I manager, quadri o dirigenti, devono avere come requisito fondamentale la coerenza con i valori dell’azienda. Spiega Vergani: “Non si può inserire in una Pmi un manager di una multinazionale che ha lavorato in una funzione specifica, quale potrebbe essere la pianificazione produttiva, e chiedergli di fare il direttore delle operation. Il matrimonio durerebbe pochissimo”. Bisogna ricercare, sottolinea Vergani perfect match tra la cultura aziendale, che deriva dallo stile dell’imprenditore, e la cultura manageriale della persona da inserire. Oggi questo esercizio è complicato dai grandi cambiamenti in atto, quale ad esempio l’innovazione tecnologica.

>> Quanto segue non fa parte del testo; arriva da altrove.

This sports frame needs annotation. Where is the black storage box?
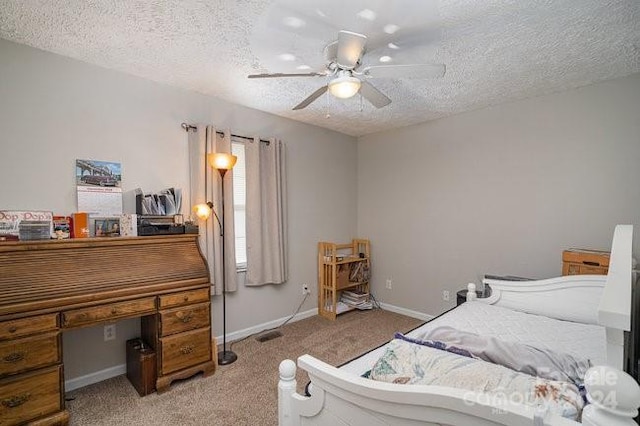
[127,338,156,396]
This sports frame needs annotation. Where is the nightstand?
[456,284,491,306]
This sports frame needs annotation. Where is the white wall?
[358,75,640,314]
[0,40,357,379]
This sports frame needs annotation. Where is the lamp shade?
[193,202,213,220]
[207,152,238,170]
[329,76,360,99]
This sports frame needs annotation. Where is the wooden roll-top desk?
[0,235,216,425]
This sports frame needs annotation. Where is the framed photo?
[93,218,120,237]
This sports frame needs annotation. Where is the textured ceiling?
[0,0,640,136]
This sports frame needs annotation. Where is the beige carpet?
[67,309,421,426]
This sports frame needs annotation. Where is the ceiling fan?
[248,30,445,110]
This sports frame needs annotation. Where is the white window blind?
[231,141,247,269]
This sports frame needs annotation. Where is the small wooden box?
[127,339,156,396]
[562,248,610,275]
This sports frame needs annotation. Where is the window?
[231,141,247,270]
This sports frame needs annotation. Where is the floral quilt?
[369,339,584,420]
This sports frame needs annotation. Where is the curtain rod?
[180,123,271,145]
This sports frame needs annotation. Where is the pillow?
[370,339,584,420]
[410,326,592,385]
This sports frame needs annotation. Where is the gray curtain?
[189,124,238,294]
[245,138,288,286]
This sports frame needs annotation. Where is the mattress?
[340,302,607,375]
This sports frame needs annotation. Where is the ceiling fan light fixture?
[329,76,360,99]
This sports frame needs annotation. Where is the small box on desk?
[127,338,156,396]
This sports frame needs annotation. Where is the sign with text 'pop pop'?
[0,210,53,240]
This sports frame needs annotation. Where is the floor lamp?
[193,152,238,365]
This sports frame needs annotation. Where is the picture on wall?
[75,160,122,216]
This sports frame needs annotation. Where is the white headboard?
[478,225,633,370]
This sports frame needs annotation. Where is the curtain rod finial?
[180,123,198,132]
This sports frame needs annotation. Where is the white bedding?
[340,302,607,375]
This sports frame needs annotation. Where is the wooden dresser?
[562,248,610,275]
[0,235,216,426]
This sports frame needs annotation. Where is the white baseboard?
[380,303,435,321]
[64,364,127,392]
[216,308,318,345]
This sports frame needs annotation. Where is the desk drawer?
[62,297,156,327]
[0,314,58,340]
[0,367,62,426]
[159,288,209,309]
[0,331,60,377]
[160,303,210,336]
[160,327,211,375]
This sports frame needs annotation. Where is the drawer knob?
[2,393,31,408]
[2,352,26,364]
[176,312,193,324]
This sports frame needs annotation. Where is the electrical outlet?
[104,324,116,342]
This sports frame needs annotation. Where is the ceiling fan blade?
[293,85,328,111]
[362,64,446,78]
[336,31,367,70]
[247,72,326,78]
[360,81,391,108]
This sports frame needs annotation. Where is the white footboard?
[278,355,640,426]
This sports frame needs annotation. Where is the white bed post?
[278,359,298,426]
[582,365,640,426]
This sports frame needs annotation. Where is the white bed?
[278,225,640,426]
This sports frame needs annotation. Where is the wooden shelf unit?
[318,239,371,320]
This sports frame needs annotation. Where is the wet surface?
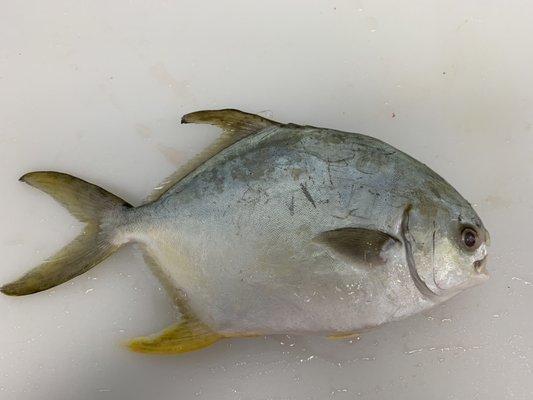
[0,0,533,400]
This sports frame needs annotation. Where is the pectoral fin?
[128,318,222,354]
[314,228,400,266]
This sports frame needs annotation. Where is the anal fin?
[328,332,361,340]
[128,318,223,354]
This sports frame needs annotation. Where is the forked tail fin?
[0,171,132,296]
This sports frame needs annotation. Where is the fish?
[0,109,490,354]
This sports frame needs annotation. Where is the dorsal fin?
[146,109,282,202]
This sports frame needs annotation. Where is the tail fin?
[0,171,132,296]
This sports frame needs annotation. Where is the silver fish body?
[2,110,488,352]
[119,121,484,334]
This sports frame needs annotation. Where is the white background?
[0,0,533,400]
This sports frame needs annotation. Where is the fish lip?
[473,255,489,278]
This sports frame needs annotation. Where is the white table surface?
[0,0,533,400]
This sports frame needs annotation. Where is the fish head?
[400,192,490,300]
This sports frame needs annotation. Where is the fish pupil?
[464,230,476,247]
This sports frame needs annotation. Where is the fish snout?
[474,255,489,280]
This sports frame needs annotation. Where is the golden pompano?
[1,110,488,353]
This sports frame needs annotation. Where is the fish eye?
[461,227,481,250]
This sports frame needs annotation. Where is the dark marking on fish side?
[300,183,316,208]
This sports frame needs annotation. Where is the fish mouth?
[473,256,489,279]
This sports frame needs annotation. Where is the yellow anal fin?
[328,332,361,340]
[128,318,223,354]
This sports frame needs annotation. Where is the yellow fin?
[146,109,282,202]
[328,332,361,340]
[128,318,223,354]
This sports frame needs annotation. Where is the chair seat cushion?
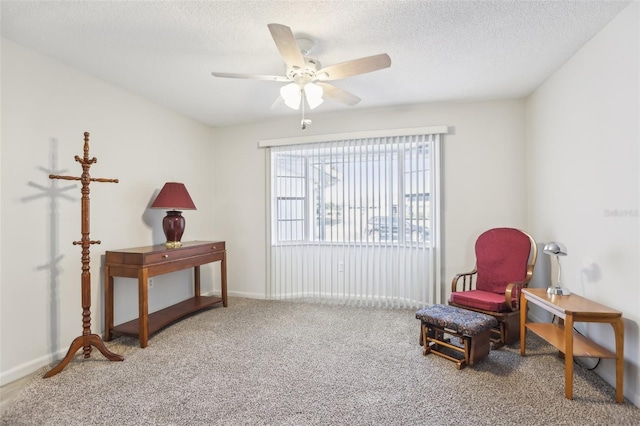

Due consigli per le nuove generazioni in azienda
Il primo è essere modesti e umili, non pensare di sapere tutto. Se l’imprenditore non deve fare l’errore di sentirsi un fenomeno, non è tollerabile che a commetterlo sia un giovane che pure abbia frequentato prestigiose università. Questo atteggiamento non piacerebbe né all’imprenditore che si è fatto da sé e nemmeno al manager capace.
Il secondo consiglio è essere consapevoli che l’impresa non si tramanda per dinastia. L’impresa vive, ha una forte responsabilità sociale che va al di là dell’imprenditore stesso. L’ingresso nell’azienda di famiglia non è automatico e non è obbligatorio. Ciascun figlio o figlia deve realizzarsi facendo ciò che gli piace di più. L’impresa è qualcosa di molto diverso da una proprietà immobiliare. Meglio essere azionisti piuttosto che essere convinti di dover gestire l’impresa per diritto dinastico. Da lì ci si possono aspettare solo disastri.
(Articolo tratto dal numero di febbraio 2021 dell’Imprenditore – Liuc Talks del 16 dicembre 2020)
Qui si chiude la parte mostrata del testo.